[1619]哲学者•長谷川宏インタビューを読んでー5 東大闘争の後で

 長谷川は東大闘争を評して、「観念的抽象的な拒絶や抵抗」が秩序に容赦なくのみこまれた、と総括する文章を書き、「敗北の『暗渠にはつよいひかりがあてられねばならない』とか」書いたといいます。

 確かに全共闘運動は太平洋戦争の歴史を背負った戦後日本社会への異議申し立てではあったが、展開された運動の質が普遍性をもっていたとはいえないと思います。むしろ「大学解体」「自己否定」のスローガンは即自的で素朴な思想的ループの枠内にあったがゆえに運動が弾圧されると担い手は既成の秩序にとりこまれるものだったと思います。

 長谷川は闘争後、30歳になる年に大学を去り外で研究を続けました。

 長谷川は大学研究室の仲間と結婚し塾を作って生活しはじめたといいます、以後数十年、ヘーゲル研究を続けてきました。

 紹介されている『日本精神史』はヘーゲル研究者である長谷川の集大成といえるのでしょう。

 私は社会変革の営為にとって、日本人の精神風土をよく知ることは避けて通れない課題だと思うに至っています。長谷川の労作に学ぶべきこともあるだろうと思います。

 労働運動を進めるためには組合員の意識、気持ちがよくわからないと難しいと思うからです。迎合するのではなく内在的に知るということです。こう言うのは簡単ですが現実は難しい。1960年〜80年代半ばまで労働運動は賃金闘争や反戦闘争で左派が踏ん張っていましたが今や見る影もなくなってしまいました。

 長谷川の『日本精神史 近代編』下巻276頁に次のように綴られています。(「第十五章 高度経済成長下の反戦・平和の運動と表現」より)

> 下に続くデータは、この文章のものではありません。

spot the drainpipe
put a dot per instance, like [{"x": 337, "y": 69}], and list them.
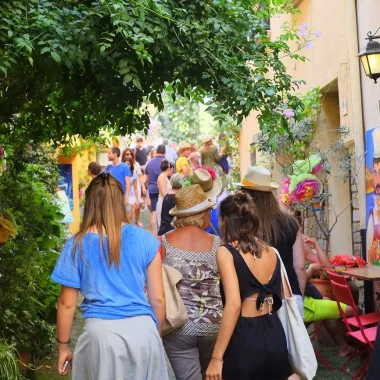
[{"x": 357, "y": 121}]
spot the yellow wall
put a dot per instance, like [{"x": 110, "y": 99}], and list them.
[
  {"x": 332, "y": 65},
  {"x": 79, "y": 169}
]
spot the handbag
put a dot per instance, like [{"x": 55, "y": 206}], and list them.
[
  {"x": 301, "y": 352},
  {"x": 176, "y": 314}
]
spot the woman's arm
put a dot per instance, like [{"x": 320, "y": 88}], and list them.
[
  {"x": 67, "y": 305},
  {"x": 299, "y": 262},
  {"x": 155, "y": 289},
  {"x": 230, "y": 313},
  {"x": 161, "y": 183}
]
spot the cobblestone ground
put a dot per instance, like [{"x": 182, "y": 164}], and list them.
[{"x": 47, "y": 370}]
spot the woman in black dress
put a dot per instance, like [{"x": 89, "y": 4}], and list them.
[{"x": 251, "y": 343}]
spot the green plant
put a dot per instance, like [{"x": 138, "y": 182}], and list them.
[
  {"x": 27, "y": 296},
  {"x": 9, "y": 369},
  {"x": 76, "y": 67}
]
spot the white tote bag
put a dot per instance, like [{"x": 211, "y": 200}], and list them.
[{"x": 301, "y": 352}]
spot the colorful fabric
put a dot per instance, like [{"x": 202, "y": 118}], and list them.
[
  {"x": 199, "y": 288},
  {"x": 318, "y": 310}
]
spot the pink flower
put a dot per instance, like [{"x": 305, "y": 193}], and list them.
[
  {"x": 307, "y": 189},
  {"x": 309, "y": 45},
  {"x": 317, "y": 168},
  {"x": 288, "y": 113}
]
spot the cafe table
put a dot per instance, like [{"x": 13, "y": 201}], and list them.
[{"x": 368, "y": 274}]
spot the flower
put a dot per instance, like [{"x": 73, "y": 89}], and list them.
[
  {"x": 288, "y": 113},
  {"x": 309, "y": 45},
  {"x": 210, "y": 170}
]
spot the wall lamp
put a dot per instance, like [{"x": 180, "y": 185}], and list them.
[{"x": 370, "y": 56}]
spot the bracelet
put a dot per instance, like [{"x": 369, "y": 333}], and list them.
[
  {"x": 214, "y": 357},
  {"x": 60, "y": 342}
]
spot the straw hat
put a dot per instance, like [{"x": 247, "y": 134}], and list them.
[
  {"x": 257, "y": 178},
  {"x": 211, "y": 187},
  {"x": 208, "y": 138},
  {"x": 176, "y": 180},
  {"x": 190, "y": 200},
  {"x": 184, "y": 145}
]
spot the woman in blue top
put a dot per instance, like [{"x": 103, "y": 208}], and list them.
[{"x": 110, "y": 262}]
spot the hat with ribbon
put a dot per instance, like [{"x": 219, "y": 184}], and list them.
[
  {"x": 190, "y": 200},
  {"x": 258, "y": 178},
  {"x": 210, "y": 186},
  {"x": 185, "y": 145}
]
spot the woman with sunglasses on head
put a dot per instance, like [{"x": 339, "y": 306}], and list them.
[
  {"x": 251, "y": 343},
  {"x": 141, "y": 190},
  {"x": 111, "y": 262},
  {"x": 164, "y": 186}
]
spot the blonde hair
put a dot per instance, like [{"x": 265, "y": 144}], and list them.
[
  {"x": 196, "y": 220},
  {"x": 103, "y": 209}
]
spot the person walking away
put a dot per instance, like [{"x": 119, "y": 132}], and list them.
[
  {"x": 182, "y": 164},
  {"x": 209, "y": 153},
  {"x": 168, "y": 203},
  {"x": 191, "y": 250},
  {"x": 120, "y": 171},
  {"x": 94, "y": 169},
  {"x": 163, "y": 183},
  {"x": 110, "y": 261},
  {"x": 141, "y": 190},
  {"x": 223, "y": 162},
  {"x": 278, "y": 228},
  {"x": 170, "y": 154},
  {"x": 134, "y": 202},
  {"x": 141, "y": 152},
  {"x": 251, "y": 343},
  {"x": 152, "y": 171}
]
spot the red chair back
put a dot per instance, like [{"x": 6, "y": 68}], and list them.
[
  {"x": 343, "y": 295},
  {"x": 337, "y": 277}
]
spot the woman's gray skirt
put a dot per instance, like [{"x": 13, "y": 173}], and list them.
[{"x": 123, "y": 349}]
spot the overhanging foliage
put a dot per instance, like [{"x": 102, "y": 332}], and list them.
[{"x": 73, "y": 67}]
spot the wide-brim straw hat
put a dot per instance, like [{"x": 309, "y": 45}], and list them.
[
  {"x": 208, "y": 138},
  {"x": 184, "y": 146},
  {"x": 258, "y": 178},
  {"x": 190, "y": 200},
  {"x": 211, "y": 187}
]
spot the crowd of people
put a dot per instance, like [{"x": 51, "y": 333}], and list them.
[{"x": 227, "y": 250}]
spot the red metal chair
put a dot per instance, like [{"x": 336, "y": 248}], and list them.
[
  {"x": 365, "y": 336},
  {"x": 365, "y": 319}
]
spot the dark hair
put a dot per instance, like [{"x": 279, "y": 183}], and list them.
[
  {"x": 165, "y": 165},
  {"x": 115, "y": 149},
  {"x": 94, "y": 168},
  {"x": 274, "y": 222},
  {"x": 130, "y": 160},
  {"x": 161, "y": 149},
  {"x": 240, "y": 223},
  {"x": 128, "y": 150}
]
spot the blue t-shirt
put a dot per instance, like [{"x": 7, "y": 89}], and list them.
[
  {"x": 109, "y": 293},
  {"x": 119, "y": 172},
  {"x": 153, "y": 170}
]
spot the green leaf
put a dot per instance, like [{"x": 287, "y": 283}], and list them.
[
  {"x": 45, "y": 49},
  {"x": 56, "y": 56}
]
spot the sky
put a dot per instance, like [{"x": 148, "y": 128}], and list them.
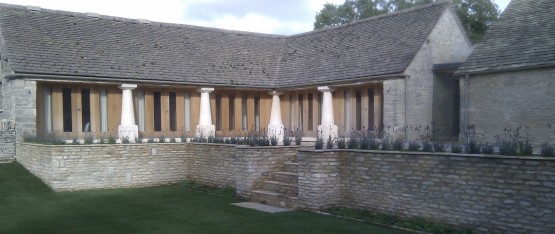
[{"x": 284, "y": 17}]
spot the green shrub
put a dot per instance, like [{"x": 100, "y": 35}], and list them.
[
  {"x": 286, "y": 140},
  {"x": 341, "y": 143},
  {"x": 397, "y": 145},
  {"x": 329, "y": 143},
  {"x": 319, "y": 142},
  {"x": 472, "y": 147},
  {"x": 526, "y": 148}
]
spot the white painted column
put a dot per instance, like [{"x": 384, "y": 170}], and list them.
[
  {"x": 127, "y": 128},
  {"x": 205, "y": 128},
  {"x": 327, "y": 127},
  {"x": 275, "y": 127}
]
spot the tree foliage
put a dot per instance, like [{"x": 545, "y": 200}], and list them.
[{"x": 476, "y": 15}]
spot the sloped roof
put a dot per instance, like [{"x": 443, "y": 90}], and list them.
[
  {"x": 524, "y": 37},
  {"x": 65, "y": 44}
]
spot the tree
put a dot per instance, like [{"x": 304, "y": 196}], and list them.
[{"x": 476, "y": 15}]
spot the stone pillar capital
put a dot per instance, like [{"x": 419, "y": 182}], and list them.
[
  {"x": 325, "y": 89},
  {"x": 274, "y": 93},
  {"x": 205, "y": 128},
  {"x": 127, "y": 128},
  {"x": 205, "y": 90},
  {"x": 127, "y": 86}
]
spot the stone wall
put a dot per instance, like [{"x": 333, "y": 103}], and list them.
[
  {"x": 77, "y": 167},
  {"x": 7, "y": 145},
  {"x": 211, "y": 164},
  {"x": 19, "y": 105},
  {"x": 491, "y": 194},
  {"x": 255, "y": 164},
  {"x": 511, "y": 100}
]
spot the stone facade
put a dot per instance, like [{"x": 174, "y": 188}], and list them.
[
  {"x": 7, "y": 145},
  {"x": 19, "y": 105},
  {"x": 211, "y": 164},
  {"x": 78, "y": 167},
  {"x": 414, "y": 106},
  {"x": 510, "y": 100},
  {"x": 255, "y": 164},
  {"x": 490, "y": 194}
]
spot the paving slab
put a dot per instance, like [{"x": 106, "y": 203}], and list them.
[{"x": 261, "y": 207}]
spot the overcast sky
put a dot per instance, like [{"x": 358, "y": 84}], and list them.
[{"x": 284, "y": 17}]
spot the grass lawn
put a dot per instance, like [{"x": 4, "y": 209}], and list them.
[{"x": 29, "y": 206}]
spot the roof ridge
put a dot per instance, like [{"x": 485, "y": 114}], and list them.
[
  {"x": 377, "y": 17},
  {"x": 130, "y": 20}
]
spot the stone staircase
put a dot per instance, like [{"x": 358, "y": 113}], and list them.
[{"x": 281, "y": 189}]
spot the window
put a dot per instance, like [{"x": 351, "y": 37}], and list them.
[
  {"x": 48, "y": 109},
  {"x": 358, "y": 110},
  {"x": 347, "y": 112},
  {"x": 310, "y": 114},
  {"x": 66, "y": 103},
  {"x": 103, "y": 110},
  {"x": 141, "y": 110},
  {"x": 218, "y": 112},
  {"x": 257, "y": 113},
  {"x": 173, "y": 112},
  {"x": 187, "y": 114},
  {"x": 157, "y": 111},
  {"x": 371, "y": 124},
  {"x": 231, "y": 112},
  {"x": 86, "y": 110},
  {"x": 300, "y": 101},
  {"x": 244, "y": 113}
]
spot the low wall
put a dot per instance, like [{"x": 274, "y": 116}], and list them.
[
  {"x": 7, "y": 145},
  {"x": 211, "y": 164},
  {"x": 255, "y": 164},
  {"x": 76, "y": 167},
  {"x": 492, "y": 194}
]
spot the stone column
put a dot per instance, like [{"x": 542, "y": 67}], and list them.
[
  {"x": 127, "y": 128},
  {"x": 275, "y": 128},
  {"x": 327, "y": 127},
  {"x": 205, "y": 128}
]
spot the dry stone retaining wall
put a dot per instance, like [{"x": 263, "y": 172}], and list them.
[
  {"x": 77, "y": 167},
  {"x": 491, "y": 194},
  {"x": 7, "y": 145}
]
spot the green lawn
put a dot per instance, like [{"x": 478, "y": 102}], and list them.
[{"x": 29, "y": 206}]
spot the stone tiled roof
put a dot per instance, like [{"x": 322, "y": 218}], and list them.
[
  {"x": 376, "y": 46},
  {"x": 524, "y": 37},
  {"x": 65, "y": 44}
]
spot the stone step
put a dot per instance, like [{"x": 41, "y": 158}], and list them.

「安保条約の設定が政治の焦点となって大きく浮かび上がった六〇年六月に、安保改定阻止のゼネストが六月四日、六月一五日、六月二二日の三回にわたって全国規模で実施された。六月四日についていうと、ストの参加者は全国で五六〇万人。中核は国鉄労組と動力車労組で、電車と汽車は始発から午前七時までほぼ完全に止まった。······」

 国鉄労組は国鉄分割民営化反対闘争で敗北し事実上解体されました。動力車労組は国鉄民営化後自ら解体し、その旧組合員がJR総連を主導したたかいましたが、いまや四分五裂してしまいました。60年安保から70年安保闘争、賃金闘争、反合理化闘争、スト権奪還闘争など日本の社会を根底から揺さぶるほどの運動を展開し日本労働運動の左翼的転換を試みました。が、政府支配階級から労働運動への熾烈な破壊攻撃がかけられてくるなかで労働者階級の闘いを日本人の精神風土の内部に染み込ませ土着化することは困難を極めました。組織する主体の限界が克服されず痛苦にも自壊してしまったといわざるをえません。

 歴史的にもその国の精神風土の問題は革命運動にとって避けて通れないことを浮かび上がらせました。ロシア革命後、スターリン主義官僚専制国家に変質したソ連邦スターリン死後、転機を迎えました。一国社会主義論に基づいて世界の共産主義運動に計り知れない影響を与えたスターリンが没して3年後、1956年のソ連共産党第20回大会の「スターリン批判」は単に個人崇拝を否定しただけで、個人崇拝が許された精神的風土にまで掘り下げた批判はなされませんでした。崇拝の対象を「レーニン」にとりかえて党建設の誤りに蓋をしてしまったことが後の自己崩壊の淵源をなします。

 歴史を背負い将来をはらむ行為的現在において何をなすべきか、労働者階級の困難な闘いはつづきます。